Research talk:Characterizing Wikipedia Reader Behaviour/Code

@Isaac (WMF): Thanks for starting the page and the work on it so far. We finally will have an end-to-end documentation by the end of this documentation which is great for future research in this space. I will gradually add comments here, and they will evolve as we learn more.

Stage One[edit]

Let's spell out the bullet points in more details.

Decide the start and end time of the survey. Specify those in UTC.
Specify the Wikimedia projects involved.
Specify the platform: mobile, desktop, or app.
Specify the sampling rate
Finalize the survey questions and answers
Decide on the choice of survey service provider. For this research, we have used Google Forms.
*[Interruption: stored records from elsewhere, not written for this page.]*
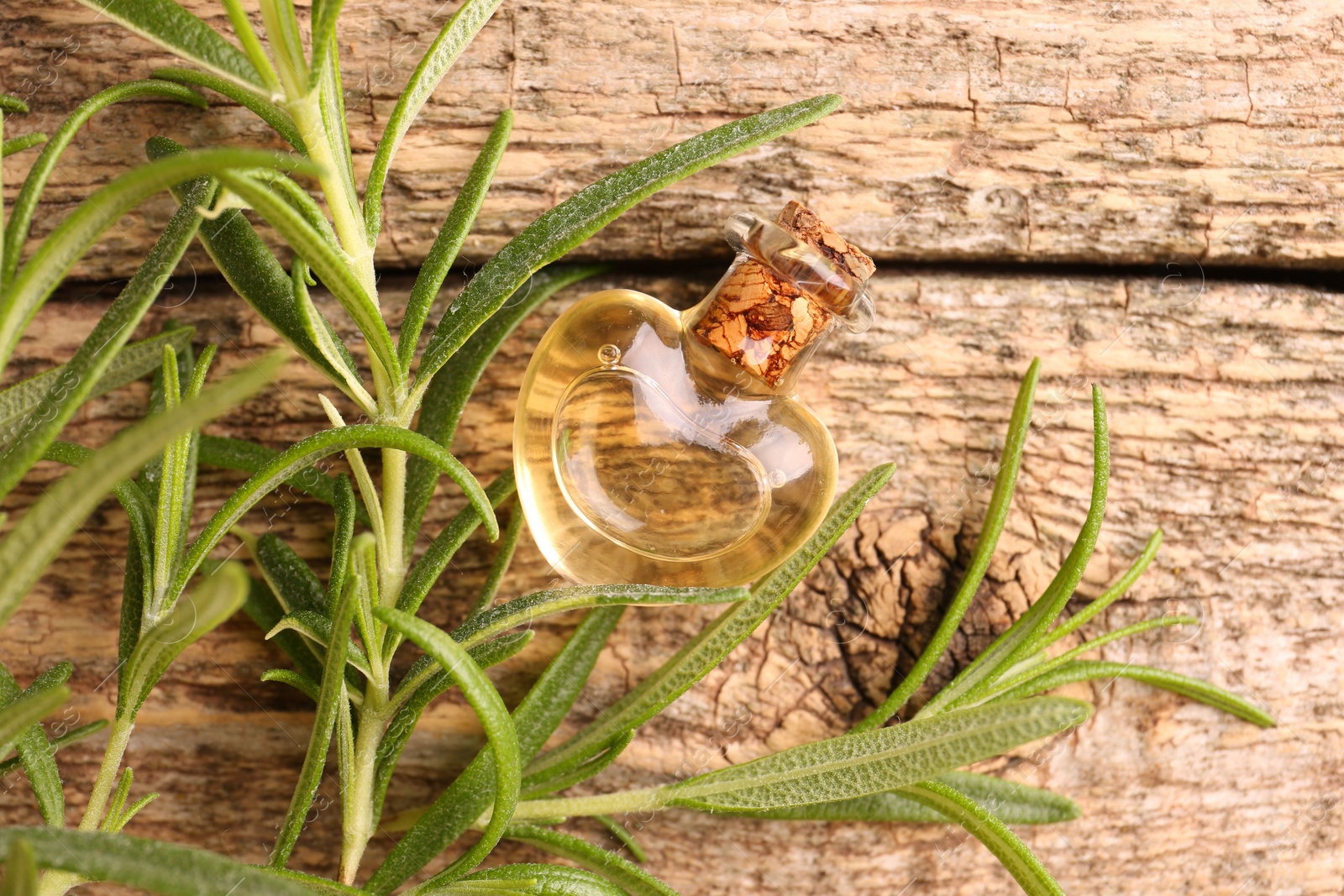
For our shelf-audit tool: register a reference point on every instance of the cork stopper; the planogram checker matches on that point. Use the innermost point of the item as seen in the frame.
(790, 282)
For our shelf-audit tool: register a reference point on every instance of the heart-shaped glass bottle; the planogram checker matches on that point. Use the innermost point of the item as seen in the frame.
(671, 449)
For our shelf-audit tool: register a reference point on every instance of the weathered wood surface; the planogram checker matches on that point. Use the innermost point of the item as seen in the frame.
(1119, 132)
(1225, 405)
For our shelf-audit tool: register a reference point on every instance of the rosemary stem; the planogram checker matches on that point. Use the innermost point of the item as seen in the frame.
(121, 728)
(617, 804)
(349, 228)
(358, 801)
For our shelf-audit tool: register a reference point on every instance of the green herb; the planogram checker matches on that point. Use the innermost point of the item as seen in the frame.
(343, 634)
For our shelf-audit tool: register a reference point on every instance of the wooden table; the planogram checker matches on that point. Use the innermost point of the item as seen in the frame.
(1144, 195)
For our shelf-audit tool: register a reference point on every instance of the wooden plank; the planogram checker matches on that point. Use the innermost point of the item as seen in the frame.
(1225, 406)
(1142, 134)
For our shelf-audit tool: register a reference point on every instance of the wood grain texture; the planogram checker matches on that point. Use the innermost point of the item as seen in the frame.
(1225, 406)
(1142, 134)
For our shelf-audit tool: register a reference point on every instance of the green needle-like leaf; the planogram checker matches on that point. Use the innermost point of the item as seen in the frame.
(564, 777)
(326, 261)
(717, 640)
(20, 871)
(26, 202)
(19, 144)
(152, 866)
(57, 743)
(877, 761)
(450, 237)
(1028, 633)
(1110, 595)
(246, 97)
(1011, 802)
(33, 284)
(296, 680)
(448, 46)
(622, 872)
(218, 597)
(501, 564)
(249, 457)
(313, 449)
(30, 710)
(318, 627)
(252, 45)
(171, 27)
(984, 826)
(347, 511)
(546, 880)
(445, 544)
(595, 207)
(253, 271)
(286, 574)
(996, 515)
(495, 719)
(264, 609)
(1179, 684)
(447, 396)
(37, 752)
(125, 365)
(1039, 665)
(428, 681)
(54, 517)
(528, 609)
(470, 794)
(319, 741)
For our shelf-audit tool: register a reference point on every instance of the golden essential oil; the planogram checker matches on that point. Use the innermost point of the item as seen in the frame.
(663, 448)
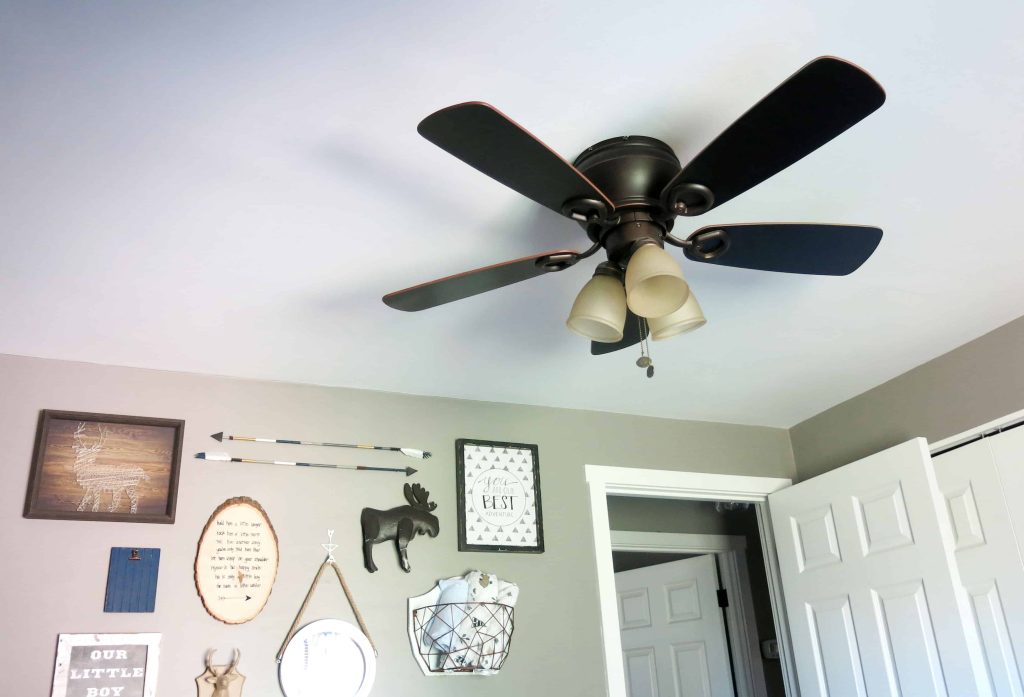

One requirement for the choice of service provider is that the service they offer should be able to speak with EventLogging.
Create unique IDs that will be shared between EventLogging and Google spreadsheet that captures the responses. (Baha can link to code and steps).
Review the schema to make sure it captures everything you need.
If you will be working with different language communities, make sure you have a Point of Contact in each language who can work with you throughout the experiment and afterwards.
Reach out to Legal to request a privacy statement (Link to process page). You will need to display it as part of the QS window shown to the user.
Add the survey information to: https://meta.wikimedia.org/wiki/Community_Engagement/Calendar
Once everything is ready, give a 72-hour heads up on corresponding village pumps. Monitor the conversations.
Make sure QuickSurvey widget is translated in the languages you will run the survey in. Check https://translatewiki.net/wiki/Special:Translate/ext-quicksurveys?group=ext-quicksurveys&language=en&filter=%21translated&action=translate
Prepare the messages that will be displayed on the survey in the corresponding Wikipedia projects (Baha can give an example)
Test the data collection. (Baha can help with expanding what needs to be done here from his part. Please also check with Fabian if he did anything specific here, most likely not, as it's standard now and as long as the survey form talks with EL and the schema is working, we're good.)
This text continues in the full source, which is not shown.